Руины под готику, Фёдоровский городок, дворцы-игрушки, дворцы-табакерки, городок в табакерке, портвейное вино алабашлы, и она настанет в паутинках, ты не торопи её, а жди, в маленьких приметах и грустинках, — третья бутылка была выпита, — простеньких, не то чтобы до слёз. От гриппа хорош херес напополам с портвейном. От любви тоже. Третья оказалась не последней, рано ещё нам идти в более опрятном направлении. Воистину, портвейна чем больше, тем лучше. Поиски истины, смысла, вымышленного царства, страны, райских кущ и рощ с проточной водой, любви обетованной. Поиски. Умрём-с, конечно, эка невидаль. Но при чём тут «не пьём-с»? Настроим сердце на нежные чувства. Почему нет? Чем мы хуже других? Выпьем — и настроим. Настройка роялей, мандалин, балалаек, гитар, подгонка гробов, могил, траурных кортежей, сердца, почек, печени, вен, сосудов, толстой и тонкой, мочевого, желудка и пр. Я наконец имею право приветствовать людей мне неизвестных…

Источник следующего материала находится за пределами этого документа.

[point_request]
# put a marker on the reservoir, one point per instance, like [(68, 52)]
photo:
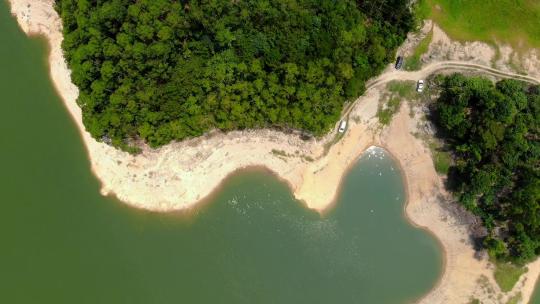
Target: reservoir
[(61, 242)]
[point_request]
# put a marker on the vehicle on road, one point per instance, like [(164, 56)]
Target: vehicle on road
[(420, 86), (342, 126), (399, 62)]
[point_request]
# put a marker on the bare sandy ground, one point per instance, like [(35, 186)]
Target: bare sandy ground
[(181, 174)]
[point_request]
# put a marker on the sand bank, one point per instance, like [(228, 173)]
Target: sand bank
[(181, 174)]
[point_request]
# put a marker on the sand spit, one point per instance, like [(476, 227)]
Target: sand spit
[(179, 175)]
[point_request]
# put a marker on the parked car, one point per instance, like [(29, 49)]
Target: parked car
[(342, 126), (420, 86), (399, 62)]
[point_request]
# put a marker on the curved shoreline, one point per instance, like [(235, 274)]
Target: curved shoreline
[(317, 184)]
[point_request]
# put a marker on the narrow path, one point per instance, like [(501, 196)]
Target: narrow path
[(439, 66)]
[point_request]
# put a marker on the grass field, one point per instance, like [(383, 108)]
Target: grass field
[(507, 275), (514, 22), (413, 62)]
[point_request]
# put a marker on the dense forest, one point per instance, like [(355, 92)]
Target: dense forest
[(493, 132), (162, 70)]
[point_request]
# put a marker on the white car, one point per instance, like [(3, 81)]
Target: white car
[(342, 126), (420, 86)]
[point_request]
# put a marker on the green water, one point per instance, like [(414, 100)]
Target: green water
[(61, 242)]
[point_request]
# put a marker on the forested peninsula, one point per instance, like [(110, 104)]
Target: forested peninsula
[(493, 132), (162, 70)]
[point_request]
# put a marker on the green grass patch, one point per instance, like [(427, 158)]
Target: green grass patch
[(398, 91), (515, 22), (515, 299), (413, 62), (507, 275)]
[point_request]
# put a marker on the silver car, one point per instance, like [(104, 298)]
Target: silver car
[(420, 86)]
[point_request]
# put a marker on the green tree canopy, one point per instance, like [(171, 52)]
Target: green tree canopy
[(162, 70), (493, 131)]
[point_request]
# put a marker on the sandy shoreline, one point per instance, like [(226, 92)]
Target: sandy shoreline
[(182, 174)]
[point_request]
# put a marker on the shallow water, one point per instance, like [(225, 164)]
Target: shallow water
[(61, 242)]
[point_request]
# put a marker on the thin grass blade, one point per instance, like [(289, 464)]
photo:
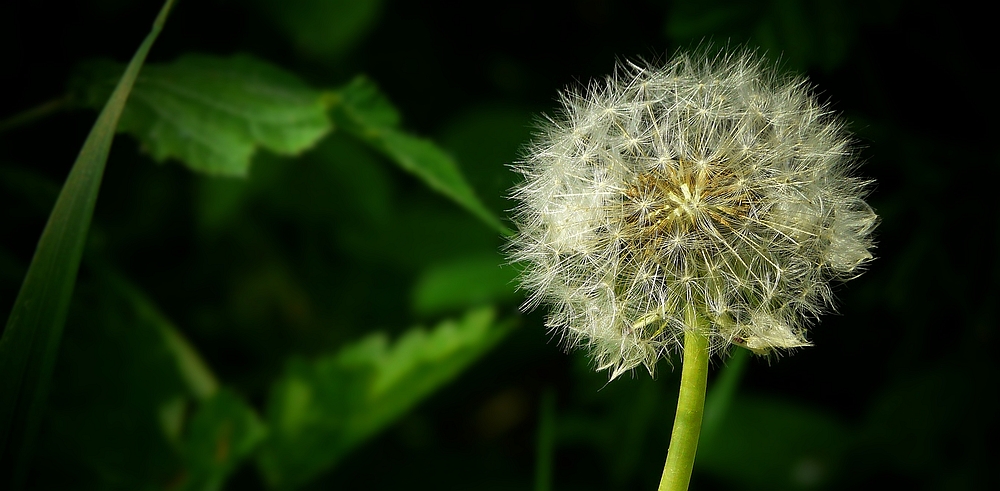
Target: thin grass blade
[(30, 340)]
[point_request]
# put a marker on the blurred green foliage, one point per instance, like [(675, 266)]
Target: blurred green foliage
[(248, 315)]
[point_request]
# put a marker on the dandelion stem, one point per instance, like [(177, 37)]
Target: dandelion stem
[(690, 406)]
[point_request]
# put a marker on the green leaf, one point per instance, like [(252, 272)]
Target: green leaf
[(721, 393), (320, 410), (30, 341), (462, 283), (223, 432), (767, 443), (362, 109), (323, 29), (211, 113), (120, 393)]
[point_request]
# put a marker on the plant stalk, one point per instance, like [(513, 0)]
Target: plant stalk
[(690, 406)]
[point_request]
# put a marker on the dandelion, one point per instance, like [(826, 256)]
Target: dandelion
[(689, 207), (709, 194)]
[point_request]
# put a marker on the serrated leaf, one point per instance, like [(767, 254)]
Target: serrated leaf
[(30, 342), (320, 410), (362, 109), (212, 113), (223, 432)]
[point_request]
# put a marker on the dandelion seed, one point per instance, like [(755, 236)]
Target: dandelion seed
[(708, 184)]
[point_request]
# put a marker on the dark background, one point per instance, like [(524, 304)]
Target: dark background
[(901, 379)]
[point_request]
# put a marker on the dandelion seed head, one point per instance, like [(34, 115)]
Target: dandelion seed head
[(708, 183)]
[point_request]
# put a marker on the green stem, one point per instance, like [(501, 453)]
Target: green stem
[(690, 406)]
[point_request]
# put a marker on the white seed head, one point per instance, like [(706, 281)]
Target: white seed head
[(711, 183)]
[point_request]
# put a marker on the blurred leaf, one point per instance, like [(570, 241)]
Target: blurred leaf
[(212, 112), (770, 444), (122, 387), (485, 139), (362, 109), (320, 410), (803, 35), (323, 29), (463, 282), (222, 434), (721, 393), (30, 342)]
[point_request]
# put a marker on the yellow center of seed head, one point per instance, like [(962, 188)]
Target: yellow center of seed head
[(682, 212)]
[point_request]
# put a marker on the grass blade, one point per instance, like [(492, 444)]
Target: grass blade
[(30, 341)]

Я вижу женщину, поднимающуюся по лестнице со стремянкой в руках. Вот она останавливается на площадке, ставит стремянку, поднимается по ней, снимает с рук кольца, аккуратно кладёт на подоконник, рассудительно, здраво, без спешки, куда торопиться, впереди вечность. Со стремянки переходит на подоконник, открывает окно и… холодная, промозглая даль поздней осени принимает её. Ничто не тронулось, не вскрикнуло, сырые листья устилали тротуар, в безветренном уснувшем воздухе мелкий, редкий дождь падал на землю, деревья и крыши домов по идеальной прямой, незаметно, беззвучно. И правда, если нет счастья, надо пить чай, и лучше с лимоном. Хотя, когда больному льву ничто не приносит облегчения, единственное лекарство — съесть обезьяну.
Только где её возьмёшь.
Чтобы не питать иллюзий. Не надо питать иллюзий. Питайтесь более здоровой пищей. Не утрируйте действительность. Не занимайтесь тем, чего нет. Рассвело, было холодно и ветренно, стал виден грязновато-лиловый песок пляжа. Кое-где вдоль границы, кромки, края воды, она же водная гладь, — белеет парус одинокий в тумане моря голубом, залив, маркизова лужа, главное, не забыть школьную программу, вот и хорошо, что не забыли, выхожу один я на дорогу, сквозь туман кремнистый путь блестит, пятьдесят восьмая статья, сто пятьдесят восемь прошло, а всё то же, выходишь, туман, путь, пустыня внемлет Богу, звёзды говорят со звёздами, — росла мелкая редкая сосна. Отяжелевше от сырости облака грузно повисли на крышах и шпилях приморского городка. Отсырели скамейки, кабинки для переодевания, для смены влажного на сухое, берег, песок, свод небес, штаны, плащ, обувь сорок второго размера. Море ревело, ошалев от страха. Всё смешно в этой жизни, — подумалось ему, — отсырело, проржавело, моль ест и ржа точит. Небесный шатёр был похож на выеденный арбуз. Нет ничего смешнее, чем жить и надеяться. Поэтому надейтесь, пока живы. Лучше всё равно ничего не придумаете.